Termin

23. Februar 2017

Keine pensionierten Polizisten für Abschiebungen einsetzen – Schluss mit den Abschiebungen nach Afghanistan

Zum dringlichen Entschließungsantrag der LINKEN "Mobilisierung pensionierter Polizeikräfte für Abschiebungen belegt völlig verfehlte Personalplanung und inhumane Flüchtlingspolitik der Landesregierung"

Herr Präsident, meine sehr geehrten Damen und Herren!

Am Dienstag hat zuerst die „Frankfurter Rundschau“ berichtet, dass das Landeskriminalamt und die Polizeipräsidien derzeit pensionierte Polizeibeamtinnen und -beamte anschreiben, um sie zu reaktivieren. Für 25 € in der Stunde zusätzlich zu ihrer Pension sollen sie angeheuert werden um beim jüngst erst aufgebauten sogenannten Rückführungsmanagement des Landes mitzuarbeiten.

Wer sich zu einer Vollzeittätigkeit bereit erklärt, könnte also bei 173 Stunden à 25 € bis zu 4.325 € pro Monat, frei von Abgaben, zusätzlich einstreichen; denn, so steht es im Schreiben, es gebe da keine Hinzuverdienstgrenzen. Ich habe es bereits am Dienstag gesagt: Weil Personalmangel bei der Polizei herrscht, werden nun Pensionierte mit Zusatzgeld gelockt, um offenbar in großem Maß Abschiebungen zu organisieren; denn das ist die zentrale Aufgabe eines Rückführungsmanagements, angesiedelt beim Landeskriminalamt.

Die Gewerkschaft der Polizei kritisiert zu Recht, dass die Polizei Tätigkeiten übernehmen soll, die Aufgaben der Ausländerbehörden und des Bundesamts für Migration und Flüchtlinge sind.

Es geht aber nicht nur um Beratung und Unterstützung von freiwillig Ausreisenden, wie uns der Innenminister am Dienstag weismachen wollte; dafür braucht man kein Rückführungsmanagement innerhalb der Polizei. Es geht um die Ausübung von Druck auf Ausreisepflichtige und um die koordinierte, massenhafte und zentrale Organisation von Abschiebungen.

Herr Minister, am Dienstag haben Sie auf meine Fragen nicht geantwortet. Also versuche ich es heute noch einmal:

Was ist an Abschiebungen im großen Stil geplant? Wie soll das organisatorisch durchgeführt werden? Sollen jetzt auch jahrelang geduldete und bereits gut integrierte Menschen wieder in Kriegsgebiete zurückgeführt werden?

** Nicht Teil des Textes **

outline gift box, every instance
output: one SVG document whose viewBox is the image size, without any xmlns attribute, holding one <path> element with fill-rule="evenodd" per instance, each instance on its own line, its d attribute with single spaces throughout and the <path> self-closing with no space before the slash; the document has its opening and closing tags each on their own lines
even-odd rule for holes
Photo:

(Zuruf des Abg. Alexander Bauer (CDU))

Meine Damen und Herren, die hessischen GRÜNEN verstecken sich derzeit gerne hinter dem Bundesinnenminister und dem Auswärtigen Amt, wenn es um die angeblich sicheren Gebiete in Afghanistan geht.

(Angela Dorn (BÜNDNIS 90/DIE GRÜNEN: Falsch!)

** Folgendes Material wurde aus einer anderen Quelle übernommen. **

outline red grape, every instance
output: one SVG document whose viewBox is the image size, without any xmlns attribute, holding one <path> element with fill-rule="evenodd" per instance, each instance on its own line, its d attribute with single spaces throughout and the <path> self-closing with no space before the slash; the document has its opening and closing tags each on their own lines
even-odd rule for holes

Jüngst konnten wir erleben, wie Herr de Mazière die sichereren Gebiete zu rechtfertigen versuchte. Ich zitiere aus den „Tagesthemen“ vom 20.02.2017: Die normale zivile Bevölkerung ist zwar Opfer, aber nicht Ziel von Anschlägen der Taliban, und das ist ein großer Unterschied.

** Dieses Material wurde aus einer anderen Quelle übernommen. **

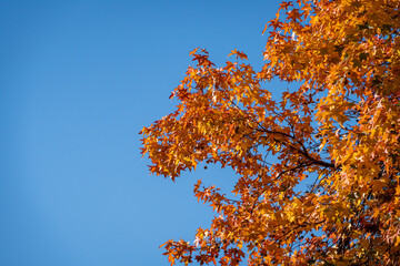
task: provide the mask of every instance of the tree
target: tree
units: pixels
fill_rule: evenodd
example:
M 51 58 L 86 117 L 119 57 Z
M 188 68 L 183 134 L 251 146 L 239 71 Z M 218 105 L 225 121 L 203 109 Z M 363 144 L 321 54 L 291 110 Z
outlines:
M 399 0 L 282 1 L 261 71 L 237 50 L 222 68 L 191 53 L 142 153 L 172 180 L 201 162 L 239 177 L 231 198 L 198 182 L 220 216 L 193 244 L 168 241 L 171 265 L 400 262 L 399 27 Z M 272 95 L 271 79 L 291 89 Z

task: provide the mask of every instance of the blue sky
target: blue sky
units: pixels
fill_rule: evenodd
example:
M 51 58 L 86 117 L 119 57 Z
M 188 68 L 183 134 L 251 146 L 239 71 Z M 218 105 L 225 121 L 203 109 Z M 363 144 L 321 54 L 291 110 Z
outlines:
M 206 48 L 262 63 L 279 1 L 0 1 L 0 265 L 169 265 L 213 214 L 193 184 L 210 167 L 150 176 L 138 132 Z

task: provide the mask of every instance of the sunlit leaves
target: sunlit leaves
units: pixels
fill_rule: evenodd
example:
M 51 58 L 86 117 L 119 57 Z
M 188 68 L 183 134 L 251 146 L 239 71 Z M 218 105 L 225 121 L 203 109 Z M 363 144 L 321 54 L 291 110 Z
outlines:
M 238 50 L 222 66 L 190 53 L 177 109 L 141 131 L 142 153 L 158 175 L 219 164 L 237 184 L 198 182 L 218 215 L 194 242 L 164 244 L 172 265 L 400 260 L 399 27 L 397 0 L 282 1 L 261 71 Z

Die Absurdheit und der Zynismus, die in dieser Antwort stecken, sind nicht mehr zu überbieten.

(Beifall bei der LINKEN und der SPD)

Herr Klose, Sie haben als Landesvorsitzender der GRÜNEN am 11.02.2017 in der „hessenschau“ behauptet: Es ist in Hessen auch so wie in anderen Bundesländern, dass vorrangig, d. h. vorerst nur Straftäter abgeschoben werden.

Herr Klose, Sie wissen doch ebenso wie wir, dass sich unter den vier jungen Männern aus Hessen, die am 8. Dezember 2016 von Frankfurt aus abgeschoben wurden, drei völlig unbescholtene Flüchtlinge befanden, die nach vier bis sechs Jahren bereits integriert waren. Gestern wurden erneut vier Flüchtlinge aus Hessen von München aus nach Afghanistan abgeschoben.

Herr Klose, ich würde mir wünschen, dass sich die hessischen GRÜNEN endlich der Ablehnungsfront der Länder Schleswig-Holstein, Nordrhein-Westfalen, Bremen, Rheinland-Pfalz und Thüringen anschließen und sich nicht weiter hinter dem Auswärtigen Amt verstecken. 

(Beifall bei der LINKEN und der SPD)

Bitte hören Sie also auf, Ihre eigene Wählerschaft und alle anderen weiter an der Nase herumzuführen.